In an interview, Maroulis said she was first approached about the project in 2018, the same year she had her first life-changing concussion that January. A wrestling partner’s mother was connected to director Dylan Mulick.

Maroulis agreed to the film in part to help spread mental health awareness in sports. Later, she cried while watching the 2020 HBO film, “The Weight of Gold,” on the mental health challenges that other Olympians faced, because it resonated with her so much.

“When you’re going through something, it sometimes gives you an anchor of hope to know that someone’s been through it before, and they’ve overcome it,” she said.

Maroulis’ comeback story hit a crossroads at the Olympic trials in April 2021, where the winner of a best-of-three finals series in each weight class made Team USA.

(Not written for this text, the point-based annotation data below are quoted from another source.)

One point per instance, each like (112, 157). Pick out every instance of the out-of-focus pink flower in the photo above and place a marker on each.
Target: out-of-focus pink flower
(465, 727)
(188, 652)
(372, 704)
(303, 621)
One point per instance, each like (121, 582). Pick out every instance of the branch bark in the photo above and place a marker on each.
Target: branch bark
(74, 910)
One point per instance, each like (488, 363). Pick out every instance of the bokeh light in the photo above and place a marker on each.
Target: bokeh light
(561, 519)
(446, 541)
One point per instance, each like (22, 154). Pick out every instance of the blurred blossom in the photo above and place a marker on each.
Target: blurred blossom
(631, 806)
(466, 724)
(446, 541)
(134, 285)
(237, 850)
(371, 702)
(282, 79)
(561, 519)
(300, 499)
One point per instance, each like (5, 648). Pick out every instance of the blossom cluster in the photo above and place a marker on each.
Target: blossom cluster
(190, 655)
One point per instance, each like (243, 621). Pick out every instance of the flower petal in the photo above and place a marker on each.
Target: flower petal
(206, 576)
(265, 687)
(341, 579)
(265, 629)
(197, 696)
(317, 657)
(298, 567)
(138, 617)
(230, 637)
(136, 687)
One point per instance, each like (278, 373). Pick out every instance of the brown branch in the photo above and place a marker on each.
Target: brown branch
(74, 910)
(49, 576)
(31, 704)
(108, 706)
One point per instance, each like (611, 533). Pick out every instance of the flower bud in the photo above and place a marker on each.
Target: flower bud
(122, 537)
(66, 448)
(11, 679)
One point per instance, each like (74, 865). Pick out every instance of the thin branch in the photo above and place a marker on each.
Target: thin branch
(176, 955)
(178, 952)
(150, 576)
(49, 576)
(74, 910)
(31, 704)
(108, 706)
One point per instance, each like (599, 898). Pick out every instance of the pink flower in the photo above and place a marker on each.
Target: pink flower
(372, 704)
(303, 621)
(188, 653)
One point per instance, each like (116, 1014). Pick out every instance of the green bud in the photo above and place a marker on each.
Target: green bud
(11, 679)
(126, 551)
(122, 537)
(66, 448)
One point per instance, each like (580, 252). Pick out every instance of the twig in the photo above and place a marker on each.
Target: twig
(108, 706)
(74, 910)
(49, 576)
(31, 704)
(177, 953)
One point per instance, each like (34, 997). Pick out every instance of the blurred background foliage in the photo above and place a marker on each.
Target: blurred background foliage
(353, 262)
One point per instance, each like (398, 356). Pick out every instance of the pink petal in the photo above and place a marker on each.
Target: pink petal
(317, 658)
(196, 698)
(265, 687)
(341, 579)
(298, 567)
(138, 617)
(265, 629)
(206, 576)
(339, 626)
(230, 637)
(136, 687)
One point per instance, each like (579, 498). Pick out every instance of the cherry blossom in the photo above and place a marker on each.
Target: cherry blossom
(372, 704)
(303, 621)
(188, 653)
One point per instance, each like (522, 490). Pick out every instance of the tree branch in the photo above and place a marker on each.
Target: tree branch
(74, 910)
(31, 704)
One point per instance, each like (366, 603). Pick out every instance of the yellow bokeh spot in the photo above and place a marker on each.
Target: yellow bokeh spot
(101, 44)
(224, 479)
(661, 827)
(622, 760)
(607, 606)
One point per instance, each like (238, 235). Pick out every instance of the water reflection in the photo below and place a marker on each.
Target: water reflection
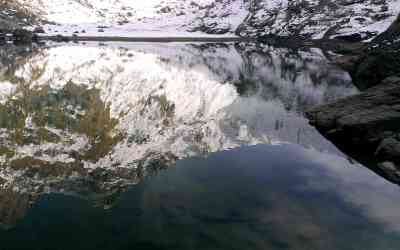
(260, 197)
(90, 120)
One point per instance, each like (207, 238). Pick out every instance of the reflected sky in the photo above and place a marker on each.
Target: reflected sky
(90, 120)
(258, 197)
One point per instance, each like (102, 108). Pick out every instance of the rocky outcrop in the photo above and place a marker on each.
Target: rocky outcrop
(366, 126)
(346, 19)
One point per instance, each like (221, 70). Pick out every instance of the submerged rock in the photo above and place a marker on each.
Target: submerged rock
(366, 126)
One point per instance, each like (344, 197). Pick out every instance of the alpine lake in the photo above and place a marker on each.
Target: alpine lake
(180, 146)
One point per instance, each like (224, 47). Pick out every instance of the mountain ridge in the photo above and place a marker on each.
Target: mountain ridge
(309, 19)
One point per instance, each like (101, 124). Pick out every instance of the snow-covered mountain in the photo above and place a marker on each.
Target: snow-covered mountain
(306, 18)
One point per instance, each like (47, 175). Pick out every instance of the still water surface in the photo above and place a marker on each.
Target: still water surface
(180, 146)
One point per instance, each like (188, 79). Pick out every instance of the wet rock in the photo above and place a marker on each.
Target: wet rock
(364, 126)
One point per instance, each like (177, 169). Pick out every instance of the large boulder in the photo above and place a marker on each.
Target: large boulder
(366, 126)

Maroulis won the opening match against Jenna Burkert, but then lost the second match. Statistically, a wrestler who loses the second match in a best-of-three series usually loses the third. But Maroulis pinned Burkert just 22 seconds into the rubber match to clinch the Olympic spot.

Shen then revealed that she tore an MCL two weeks earlier.

“They told me I would have to be in a brace for six weeks,” she said then. “I said, ‘I don’t have that. I have two and a half.’”

Maroulis said she later asked the director what would have happened if she didn’t make the team for Tokyo. She was told the film still have been done.

“He had mentioned this isn’t about a sports story or sports comeback story,” Maroulis said. “This is about a human story. And we’re using wrestling as the vehicle to tell this story of overcoming and healing and rediscovering oneself.”

Maroulis said she was told that, during filming, the project was pitched to the production company of actor Chris Pratt, who wrestled in high school in Washington. Pratt signed on as a producer.

“Wrestling has made an impact on his life, and so he wants to support these kinds of stories,” said Maroulis, who appeared at last month’s Santa Barbara Film Festival with Pratt.

Pratt said he knew about Maroulis before learning about the film, which he said “needed a little help to get it over the finish line,” according to a public relations company promoting the film.

The film also highlights the rest of the six-woman U.S. Olympic wrestling team in Tokyo. Four of the six won a medal, including Tamyra Mensah-Stock‘s gold.

“I was excited to be part of, not just (Maroulis’) incredible story, but also helping to further advance wrestling and, in particular, female wrestling,” Pratt said, according to responses provided by the PR company from submitted questions. “To me, the most compelling part of Helen’s story is the example of what life looks like after a person wins a gold medal. The inevitable comedown, the trauma around her injuries, the PTSD, the drive to continue that is what makes her who she is.”

Maroulis, who now trains in Arizona, hopes to qualify for this year’s world championships and next year’s Olympics.

“I try to treat every Games as my last,” she said. “Now I’m leaning toward being done [after 2024], but never say never.”